Energy reforms are gathering steam. Soon after the government pledge to overhaul fuel subsidies, the stalemate over the R1.9-lakh-crore debt restructuring scheme for state-run power distributors has ended. The Reserve Bank of India (RBI) has suggested suspension of ongoing bilateral schemes between the discoms in three states and their lenders, paving the way for their nullification and alignment with the Centre’s reform-linked scheme announced in September 2012.
Power distributors in Uttar Pradesh, Rajasthan and Haryana — which together account for 44% or R84,220 crore of outstanding liabilities of all discoms — had entered into bilateral debt recast schemes with lenders last year and the restructuring had just begun. Under RBI rules, if the failure of one debt recast programme is followed by another one, the assets must be declared as NPAs. The RBI wants to avoid this situation and so recommended suspension of the incipient restructuring without any definite reform obligation on the discoms, official sources told FE.
Meanwhile, the Uttar Pradesh Cabinet on Wednesday gave an in-principle approval for restructuring its bleeding power sector — the state’s discoms have accumulated losses of R42,700 crore — by agreeing to the Centre’s restructuring package. The package makes it mandatory for all loss-making discoms to agree to privatisation, annual increases in tariffs to bridge the gap between input cost and revenue realisation and cutting down AT&C losses. The state government will soon dispatch its acceptance letter to the Centre, an official source said in Lucknow.
According to finance ministry sources, the central bank recently said in an internal note that adopting the Centre’s package by states be treated an ‘alignment’ and not an exercise amounting to a ‘second restructuring’ of the debt of the discoms. “A major irritant has been removed. Now, it will be easier for us (the Centre) to implement debt restructuring,” a ministry official said.
As per the debt recast scheme mooted by the Centre, 50% of the outstanding liabilities of discoms up to March 31, 2012, must be taken over by state governments.
This would be converted into bonds to be issued by discoms to the lenders, duly packed by the state government's guarantee. The states will start feeling the pinch in 2013-14 when they start paying interest on the bonds. It is reckoned that the states will be able to afford the package.
The key difference between the Centre's package and the bilateral schemes entered into by the three states is that the former involves sharing of the debt burden by the state governments as it is stipulated that they have to take over half of the outstanding short term liabilities of discoms as of March 31, 2012. Further, the Centre-sponsored scheme provides for performance-based incentives – something which was missing in bilateral deals struck by banks and discoms earlier. The bilateral schemes between discoms and lenders did not inspire much confidence because it was felt that discoms might not adhere to financial discipline to generate profits to be able to repay their loans.

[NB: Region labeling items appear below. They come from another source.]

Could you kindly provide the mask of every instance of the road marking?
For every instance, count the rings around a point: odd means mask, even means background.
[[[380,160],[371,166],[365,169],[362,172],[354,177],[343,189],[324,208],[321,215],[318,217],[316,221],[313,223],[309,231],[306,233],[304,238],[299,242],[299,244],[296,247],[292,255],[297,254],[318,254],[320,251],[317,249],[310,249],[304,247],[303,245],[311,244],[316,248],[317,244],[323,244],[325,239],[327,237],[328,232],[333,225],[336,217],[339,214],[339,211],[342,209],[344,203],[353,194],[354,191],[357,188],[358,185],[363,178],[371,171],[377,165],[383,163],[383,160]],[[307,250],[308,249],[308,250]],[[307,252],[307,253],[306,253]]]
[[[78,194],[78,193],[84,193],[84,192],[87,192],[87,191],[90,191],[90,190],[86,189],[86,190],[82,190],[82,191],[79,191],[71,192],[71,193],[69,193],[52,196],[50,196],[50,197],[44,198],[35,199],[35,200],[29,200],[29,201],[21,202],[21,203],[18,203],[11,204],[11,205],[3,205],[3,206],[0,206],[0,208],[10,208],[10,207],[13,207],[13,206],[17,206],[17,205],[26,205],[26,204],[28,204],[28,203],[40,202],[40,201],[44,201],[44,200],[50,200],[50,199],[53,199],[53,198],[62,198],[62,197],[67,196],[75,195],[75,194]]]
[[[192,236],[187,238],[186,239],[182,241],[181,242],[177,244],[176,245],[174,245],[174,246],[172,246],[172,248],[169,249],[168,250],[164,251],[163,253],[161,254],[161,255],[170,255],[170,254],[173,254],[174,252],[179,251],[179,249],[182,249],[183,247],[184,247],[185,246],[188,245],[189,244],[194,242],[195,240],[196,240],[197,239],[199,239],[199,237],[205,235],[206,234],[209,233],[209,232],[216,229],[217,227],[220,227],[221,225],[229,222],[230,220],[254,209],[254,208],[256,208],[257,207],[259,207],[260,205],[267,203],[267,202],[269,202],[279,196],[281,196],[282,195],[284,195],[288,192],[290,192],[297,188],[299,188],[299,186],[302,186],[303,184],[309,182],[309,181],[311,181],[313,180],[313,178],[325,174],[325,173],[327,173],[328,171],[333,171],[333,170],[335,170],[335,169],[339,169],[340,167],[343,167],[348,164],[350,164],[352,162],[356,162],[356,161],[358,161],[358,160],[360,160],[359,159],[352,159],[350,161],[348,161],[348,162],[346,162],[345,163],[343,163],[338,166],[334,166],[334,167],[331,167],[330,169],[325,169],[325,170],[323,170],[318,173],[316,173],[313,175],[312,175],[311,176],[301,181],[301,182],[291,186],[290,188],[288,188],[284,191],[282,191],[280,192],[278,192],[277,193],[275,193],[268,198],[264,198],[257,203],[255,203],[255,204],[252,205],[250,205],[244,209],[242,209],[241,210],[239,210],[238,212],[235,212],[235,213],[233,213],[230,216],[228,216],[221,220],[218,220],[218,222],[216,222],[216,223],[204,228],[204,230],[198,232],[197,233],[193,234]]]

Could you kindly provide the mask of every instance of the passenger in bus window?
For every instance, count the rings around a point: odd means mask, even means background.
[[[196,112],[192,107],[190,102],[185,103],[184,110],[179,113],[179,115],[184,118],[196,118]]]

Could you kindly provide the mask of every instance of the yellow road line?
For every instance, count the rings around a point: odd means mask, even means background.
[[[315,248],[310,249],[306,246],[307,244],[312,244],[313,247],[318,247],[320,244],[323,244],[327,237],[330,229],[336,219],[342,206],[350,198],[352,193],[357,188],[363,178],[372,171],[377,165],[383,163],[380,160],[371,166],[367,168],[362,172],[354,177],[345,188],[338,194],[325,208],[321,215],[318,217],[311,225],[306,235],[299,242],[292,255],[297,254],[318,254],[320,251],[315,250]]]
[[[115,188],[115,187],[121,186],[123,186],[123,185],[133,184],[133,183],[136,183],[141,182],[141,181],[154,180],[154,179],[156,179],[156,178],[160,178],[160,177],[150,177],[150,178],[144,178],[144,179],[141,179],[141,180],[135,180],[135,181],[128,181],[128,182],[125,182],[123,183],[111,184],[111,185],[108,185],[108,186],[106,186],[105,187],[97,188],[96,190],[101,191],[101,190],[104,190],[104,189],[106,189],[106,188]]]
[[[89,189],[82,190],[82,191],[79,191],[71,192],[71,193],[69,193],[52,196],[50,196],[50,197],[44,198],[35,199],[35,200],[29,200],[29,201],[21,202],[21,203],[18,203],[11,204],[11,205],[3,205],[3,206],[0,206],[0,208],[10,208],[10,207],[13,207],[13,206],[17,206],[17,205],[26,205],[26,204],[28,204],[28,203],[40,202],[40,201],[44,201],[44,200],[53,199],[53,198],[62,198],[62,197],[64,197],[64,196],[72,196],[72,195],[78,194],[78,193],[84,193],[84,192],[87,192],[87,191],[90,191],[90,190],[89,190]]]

An expert on the power sector said both the discoms concerned and banks will benefit from a switch to the Centre-approved Rs 1.9 lakh crore loan restructuring plan. “The central scheme will benefit discoms as well as banks as restructuring will have no meaning if not related to performance,” said RV Shahi, a former Union power secretary. Haryana, Rajasthan and Uttar Pradesh had bilaterally signed loan recast deals with the concerned lenders last year due to delay in finalisation of central scheme. Contractual terms with lenders were different in these deals.
A UP government official told FE that restructuring under the central scheme would span 10 years, involving a consortium of 21 banks. “The state government has agreed to take over and service 50% of the loan amount out of the state budget in the next 10 years and it will also raising money from investors in the form of bonds,” he said, adding that the package is linked to the commitment by the state that it would increase power tariff by 30 % in 2012-13 and 15% in the next two years, bring down ATC losses by 5% every year and increase revenue collection from 88% to 98%.